Fire stochasticity related to likelihood of fire ignition and different weather events makes it difficult to integrate stochastic fire modeling results into a spatial optimization framework because a large number of fire simulations are often required to effectively address such uncertainties [21]. Future fire event is a stochastic disturbance that can significantly change vegetation and forest production potential across the landscape; a major fire event can affect future vegetation management decisions, especially in long-term planning [22•]. Due to the random nature of wildfires, it is difficult to predict future fires in spatial and temporal contexts.

Value at risk assigned to each land parcel is often used to estimate potential loss values due to fire risk or protection values by fuel treatments [23, 24]. These values can provide alternative measures of success in fuel treatments, but proper risk assessment is crucial to reasonable quantification of loss or protection values. Cost and benefit analysis of fuel treatments, integrated with stochastic fire modeling, has been used to address long-term economic efficiency of the current fuel treatment decisions [22•]. Cost-efficiency of fuel treatments is an important decision criterion and key factor determining project feasibility.

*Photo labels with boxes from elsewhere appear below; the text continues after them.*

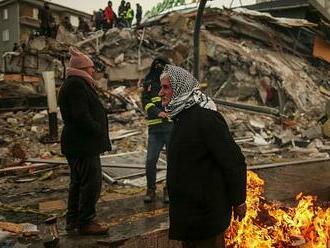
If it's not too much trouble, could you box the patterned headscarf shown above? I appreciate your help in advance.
[161,65,217,117]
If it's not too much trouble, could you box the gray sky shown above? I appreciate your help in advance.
[50,0,255,14]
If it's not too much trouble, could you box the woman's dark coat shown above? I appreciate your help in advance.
[167,105,246,240]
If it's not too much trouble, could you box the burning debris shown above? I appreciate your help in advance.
[226,171,330,248]
[0,3,330,248]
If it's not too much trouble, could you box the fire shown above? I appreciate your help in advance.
[226,171,330,248]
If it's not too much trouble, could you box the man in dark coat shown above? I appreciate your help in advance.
[159,65,246,248]
[59,48,111,235]
[142,57,172,203]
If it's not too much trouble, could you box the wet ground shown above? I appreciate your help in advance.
[0,162,330,248]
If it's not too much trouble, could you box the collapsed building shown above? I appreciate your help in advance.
[0,5,330,247]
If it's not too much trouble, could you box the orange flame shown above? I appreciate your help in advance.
[226,171,330,248]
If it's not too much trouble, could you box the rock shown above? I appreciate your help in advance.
[234,70,247,82]
[29,36,47,51]
[115,53,125,64]
[249,118,266,129]
[218,53,228,64]
[7,117,18,125]
[258,66,272,76]
[322,120,330,138]
[253,134,269,146]
[301,125,322,139]
[40,152,52,159]
[119,28,133,41]
[31,126,38,133]
[32,113,46,123]
[249,63,257,76]
[229,55,238,65]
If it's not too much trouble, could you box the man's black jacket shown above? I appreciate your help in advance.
[58,76,111,157]
[142,70,169,128]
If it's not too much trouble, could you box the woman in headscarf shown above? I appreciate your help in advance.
[159,65,246,248]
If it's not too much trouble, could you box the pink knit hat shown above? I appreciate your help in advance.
[69,47,94,69]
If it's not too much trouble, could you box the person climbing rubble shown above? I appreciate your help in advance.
[142,57,172,203]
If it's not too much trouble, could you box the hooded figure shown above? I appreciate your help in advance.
[58,48,111,235]
[142,57,172,203]
[159,65,246,248]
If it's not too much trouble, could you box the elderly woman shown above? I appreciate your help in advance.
[159,65,246,248]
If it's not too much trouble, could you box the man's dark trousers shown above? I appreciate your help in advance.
[66,155,102,226]
[146,124,172,190]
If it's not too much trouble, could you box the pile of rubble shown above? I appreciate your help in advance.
[1,9,330,163]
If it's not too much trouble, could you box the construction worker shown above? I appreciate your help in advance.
[125,2,134,28]
[142,57,172,203]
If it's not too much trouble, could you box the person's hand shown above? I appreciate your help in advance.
[233,202,246,221]
[158,111,168,119]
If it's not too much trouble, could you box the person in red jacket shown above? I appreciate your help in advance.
[104,1,116,29]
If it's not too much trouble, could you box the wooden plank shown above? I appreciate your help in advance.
[0,163,49,173]
[39,200,66,213]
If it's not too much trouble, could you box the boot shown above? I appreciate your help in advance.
[143,189,156,203]
[163,187,170,203]
[79,222,109,235]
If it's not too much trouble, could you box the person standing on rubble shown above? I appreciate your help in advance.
[117,0,126,28]
[38,2,54,37]
[135,3,142,28]
[94,9,104,30]
[58,47,111,235]
[125,2,134,28]
[77,16,91,35]
[104,1,116,29]
[62,16,74,32]
[159,65,246,248]
[142,57,172,203]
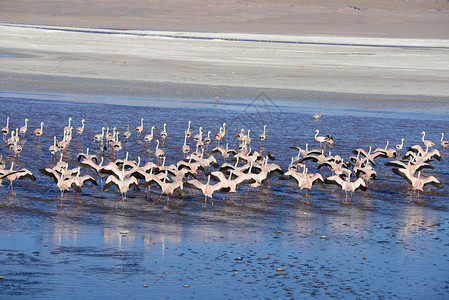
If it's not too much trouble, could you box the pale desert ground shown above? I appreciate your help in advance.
[0,0,449,99]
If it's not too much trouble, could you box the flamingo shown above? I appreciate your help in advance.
[134,118,144,138]
[0,162,36,195]
[48,135,59,161]
[259,125,267,144]
[421,131,435,148]
[76,148,98,163]
[182,135,190,158]
[123,125,131,140]
[143,126,156,148]
[393,168,443,202]
[2,117,9,139]
[315,129,334,148]
[324,175,366,204]
[279,167,324,198]
[103,164,139,208]
[12,142,23,159]
[64,118,72,133]
[193,127,203,142]
[184,175,230,207]
[440,133,449,151]
[374,141,397,158]
[394,138,405,155]
[385,157,434,175]
[204,130,212,145]
[94,127,106,142]
[71,167,98,203]
[184,121,192,139]
[20,119,29,138]
[76,119,86,140]
[161,123,167,145]
[34,122,45,143]
[152,170,184,208]
[154,139,165,165]
[39,166,73,206]
[313,113,323,121]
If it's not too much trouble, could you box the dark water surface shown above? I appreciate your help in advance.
[0,93,449,299]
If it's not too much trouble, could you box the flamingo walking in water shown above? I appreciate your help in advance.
[34,122,45,143]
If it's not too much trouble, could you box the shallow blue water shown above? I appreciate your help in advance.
[0,93,449,299]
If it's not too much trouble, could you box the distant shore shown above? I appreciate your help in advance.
[0,0,449,39]
[0,24,449,101]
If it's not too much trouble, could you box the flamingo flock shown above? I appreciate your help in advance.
[0,115,448,207]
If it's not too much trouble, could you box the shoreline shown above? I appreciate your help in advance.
[0,0,449,39]
[0,24,449,102]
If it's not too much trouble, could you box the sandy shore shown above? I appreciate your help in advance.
[0,0,449,39]
[0,24,449,99]
[0,0,449,100]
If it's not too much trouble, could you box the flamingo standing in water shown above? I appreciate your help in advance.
[2,117,9,139]
[143,126,156,148]
[394,138,405,155]
[421,131,435,148]
[324,174,366,204]
[76,119,86,141]
[71,167,98,203]
[152,170,183,208]
[184,175,230,207]
[184,121,192,139]
[440,133,449,151]
[182,135,190,159]
[20,119,29,138]
[259,125,267,145]
[134,118,144,138]
[64,118,72,133]
[154,140,165,165]
[34,122,45,143]
[161,123,167,146]
[123,125,131,140]
[0,162,36,195]
[103,164,139,208]
[393,168,443,203]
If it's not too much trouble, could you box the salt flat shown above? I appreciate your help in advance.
[0,24,449,98]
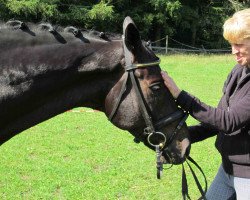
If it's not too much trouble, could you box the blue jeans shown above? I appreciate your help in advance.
[206,165,250,200]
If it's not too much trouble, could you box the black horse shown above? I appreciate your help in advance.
[0,17,190,164]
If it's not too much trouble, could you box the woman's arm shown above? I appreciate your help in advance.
[162,72,250,134]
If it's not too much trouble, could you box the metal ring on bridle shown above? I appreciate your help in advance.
[148,132,167,147]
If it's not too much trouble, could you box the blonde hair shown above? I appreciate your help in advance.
[223,8,250,44]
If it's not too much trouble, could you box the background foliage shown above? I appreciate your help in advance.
[0,0,250,48]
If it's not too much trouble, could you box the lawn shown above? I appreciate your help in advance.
[0,55,234,200]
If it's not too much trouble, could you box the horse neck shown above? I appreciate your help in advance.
[0,30,122,144]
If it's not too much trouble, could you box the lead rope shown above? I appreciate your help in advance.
[182,156,207,200]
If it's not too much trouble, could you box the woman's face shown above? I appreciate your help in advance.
[231,39,250,67]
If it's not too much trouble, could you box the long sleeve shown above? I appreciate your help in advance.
[177,91,250,134]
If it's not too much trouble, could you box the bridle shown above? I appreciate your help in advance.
[105,36,207,200]
[108,36,188,166]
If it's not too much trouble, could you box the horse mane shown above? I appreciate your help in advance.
[0,19,121,42]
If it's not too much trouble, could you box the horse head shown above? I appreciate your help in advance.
[105,17,190,164]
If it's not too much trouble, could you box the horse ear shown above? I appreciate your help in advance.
[123,17,142,52]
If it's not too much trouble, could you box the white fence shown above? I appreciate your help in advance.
[148,36,231,54]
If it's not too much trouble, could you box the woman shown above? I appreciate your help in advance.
[162,9,250,200]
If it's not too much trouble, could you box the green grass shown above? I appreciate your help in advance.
[0,55,234,200]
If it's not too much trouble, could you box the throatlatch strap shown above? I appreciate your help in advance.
[109,72,129,121]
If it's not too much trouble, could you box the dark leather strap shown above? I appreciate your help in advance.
[108,72,128,121]
[182,156,207,200]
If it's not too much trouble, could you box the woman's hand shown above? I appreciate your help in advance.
[161,71,181,99]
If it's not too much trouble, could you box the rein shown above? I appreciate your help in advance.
[108,36,207,200]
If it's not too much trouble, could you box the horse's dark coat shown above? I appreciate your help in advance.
[0,18,187,164]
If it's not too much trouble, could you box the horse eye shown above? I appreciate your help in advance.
[149,82,162,91]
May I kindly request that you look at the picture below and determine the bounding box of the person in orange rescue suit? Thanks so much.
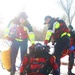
[20,43,59,75]
[68,25,75,75]
[44,15,71,74]
[5,12,35,75]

Finding the optimal treatment layout across a landscape, over multiple time periods, is not a simple task. Optimization or selection of one treatment plan among many possible alternatives is methodologically and practically challenging, even when many assumptions are made to simplify the problem. Some studies attempted to use mathematical programming approaches, such as mixed integer programming and dynamic programming [22•, 24]; others used heuristic optimization techniques for solving large combinatorial problems [25, 26••]. Some past studies developed optimization methods only based on hypothetical settings, not real-world applications. Applicability of tools and models is certainly essential to land management agencies and other potential users.

Recent Fuel Treatment Optimization Modeling Efforts

Mark Finney with USFS Fire Sciences Laboratory pioneered fuel treatment planning. In his early work, Finney proved the efficiency of strategically placed treatments in disrupting fire growth across a landscape, simulating fire spread on simple hypothetical landscapes with fuel treatments in various geometric arrangements [18]. He later developed an optimization algorithm to identify treatment locations across a landscape that most efficiently disrupts fire growth while meeting a given treated portion of total landscape area [27].

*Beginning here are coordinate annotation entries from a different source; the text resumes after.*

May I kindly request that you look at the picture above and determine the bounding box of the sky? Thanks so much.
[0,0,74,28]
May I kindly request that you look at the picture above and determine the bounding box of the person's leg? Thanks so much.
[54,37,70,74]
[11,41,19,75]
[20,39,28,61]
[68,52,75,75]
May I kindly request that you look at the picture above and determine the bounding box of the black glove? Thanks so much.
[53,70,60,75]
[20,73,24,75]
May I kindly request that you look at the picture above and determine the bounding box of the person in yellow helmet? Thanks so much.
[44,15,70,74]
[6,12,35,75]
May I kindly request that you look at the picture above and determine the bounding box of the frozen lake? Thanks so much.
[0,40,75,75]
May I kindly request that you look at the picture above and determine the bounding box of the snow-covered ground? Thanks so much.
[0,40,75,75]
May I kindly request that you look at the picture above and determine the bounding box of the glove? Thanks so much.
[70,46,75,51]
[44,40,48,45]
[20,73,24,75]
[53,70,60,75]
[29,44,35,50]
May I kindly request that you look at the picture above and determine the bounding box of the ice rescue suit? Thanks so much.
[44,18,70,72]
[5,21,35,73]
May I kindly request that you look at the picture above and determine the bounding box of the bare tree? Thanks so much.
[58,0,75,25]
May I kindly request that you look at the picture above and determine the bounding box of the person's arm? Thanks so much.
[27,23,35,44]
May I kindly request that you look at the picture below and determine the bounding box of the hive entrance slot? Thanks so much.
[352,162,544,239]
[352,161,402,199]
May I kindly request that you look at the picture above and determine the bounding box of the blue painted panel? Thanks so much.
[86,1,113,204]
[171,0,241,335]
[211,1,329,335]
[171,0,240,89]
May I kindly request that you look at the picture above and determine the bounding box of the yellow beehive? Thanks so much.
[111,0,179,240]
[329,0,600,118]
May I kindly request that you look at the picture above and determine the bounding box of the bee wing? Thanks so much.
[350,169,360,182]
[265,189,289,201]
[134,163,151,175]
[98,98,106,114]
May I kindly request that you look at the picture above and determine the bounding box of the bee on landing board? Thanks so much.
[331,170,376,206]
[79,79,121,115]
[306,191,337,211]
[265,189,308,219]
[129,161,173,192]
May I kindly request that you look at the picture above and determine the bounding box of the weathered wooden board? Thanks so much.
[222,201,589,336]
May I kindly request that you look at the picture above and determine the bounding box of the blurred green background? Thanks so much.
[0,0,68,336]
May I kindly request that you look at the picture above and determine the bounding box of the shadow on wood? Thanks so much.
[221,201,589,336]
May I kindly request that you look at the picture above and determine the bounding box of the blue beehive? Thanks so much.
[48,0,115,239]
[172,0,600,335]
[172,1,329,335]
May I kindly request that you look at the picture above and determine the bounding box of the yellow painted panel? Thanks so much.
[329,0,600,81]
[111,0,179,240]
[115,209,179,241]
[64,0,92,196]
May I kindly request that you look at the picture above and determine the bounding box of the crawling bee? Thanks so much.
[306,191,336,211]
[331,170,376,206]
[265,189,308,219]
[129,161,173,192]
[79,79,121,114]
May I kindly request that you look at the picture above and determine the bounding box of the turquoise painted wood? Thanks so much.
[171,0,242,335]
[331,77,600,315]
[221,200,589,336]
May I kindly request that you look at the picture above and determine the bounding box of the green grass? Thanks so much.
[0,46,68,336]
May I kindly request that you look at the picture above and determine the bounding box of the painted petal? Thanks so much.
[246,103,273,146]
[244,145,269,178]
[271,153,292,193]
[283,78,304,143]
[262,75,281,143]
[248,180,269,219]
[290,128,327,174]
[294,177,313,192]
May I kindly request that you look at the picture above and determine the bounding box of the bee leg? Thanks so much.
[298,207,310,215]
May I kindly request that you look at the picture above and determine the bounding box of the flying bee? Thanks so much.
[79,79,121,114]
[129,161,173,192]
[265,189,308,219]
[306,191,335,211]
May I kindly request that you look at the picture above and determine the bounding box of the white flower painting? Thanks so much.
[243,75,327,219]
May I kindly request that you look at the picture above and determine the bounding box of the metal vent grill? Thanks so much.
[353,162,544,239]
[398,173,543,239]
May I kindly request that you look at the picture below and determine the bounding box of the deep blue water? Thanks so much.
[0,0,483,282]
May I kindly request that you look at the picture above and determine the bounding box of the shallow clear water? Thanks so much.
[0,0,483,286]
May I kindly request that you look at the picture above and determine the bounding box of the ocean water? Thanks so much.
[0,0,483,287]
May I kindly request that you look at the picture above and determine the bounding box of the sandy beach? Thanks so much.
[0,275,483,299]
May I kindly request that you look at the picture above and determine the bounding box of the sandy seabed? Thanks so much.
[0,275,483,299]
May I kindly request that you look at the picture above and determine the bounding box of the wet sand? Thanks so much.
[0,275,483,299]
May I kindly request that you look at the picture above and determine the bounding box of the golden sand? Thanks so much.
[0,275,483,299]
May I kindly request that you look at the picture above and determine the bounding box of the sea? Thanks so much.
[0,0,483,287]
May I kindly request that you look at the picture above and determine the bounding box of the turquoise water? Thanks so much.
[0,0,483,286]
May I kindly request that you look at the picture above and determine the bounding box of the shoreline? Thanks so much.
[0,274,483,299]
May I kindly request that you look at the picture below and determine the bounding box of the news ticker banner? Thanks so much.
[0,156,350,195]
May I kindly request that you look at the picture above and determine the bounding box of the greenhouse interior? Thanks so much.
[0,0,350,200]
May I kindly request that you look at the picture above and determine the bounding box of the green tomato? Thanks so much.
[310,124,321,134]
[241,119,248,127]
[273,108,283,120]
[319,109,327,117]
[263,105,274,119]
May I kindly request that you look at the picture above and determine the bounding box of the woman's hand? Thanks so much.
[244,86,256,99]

The optimization algorithm starts with dividing the landscape into a series of parallel strips, then computes fire growth and minimum travel routes within each strip. Areas with the greatest impact on blocking fire paths in the strip are prioritized as treatment units. Although the algorithm was able to identify efficient fuel treatment locations, model queries are limited to one strip at a time due to the computational challenge; overall treatment effects across the entire landscape were not examined. In addition, no temporal aspects of treatments were considered. The shape of each selected treatment area was theoretically developed based on fire paths, not by terrain or operational unit boundaries, limiting the applicability of the algorithm in actual land management settings.

Palma et al. [23] developed a method to evaluate relative effects of timber-harvesting treatment in each individual forest stand, ranking treatments by their effectiveness of protecting values, expressed as reductions in loss values across a landscape. Their method did not optimize fuel treatments, but ranked forest stands by their potential contribution to slowing down fire spread. Potential contribution of a harvesting block was derived from changes in fire risk in the areas affected by the block. Fire risk was calculated as a function of fire occurrence probability, the values at risk, and reduced fire spread probabilities by the treatment block.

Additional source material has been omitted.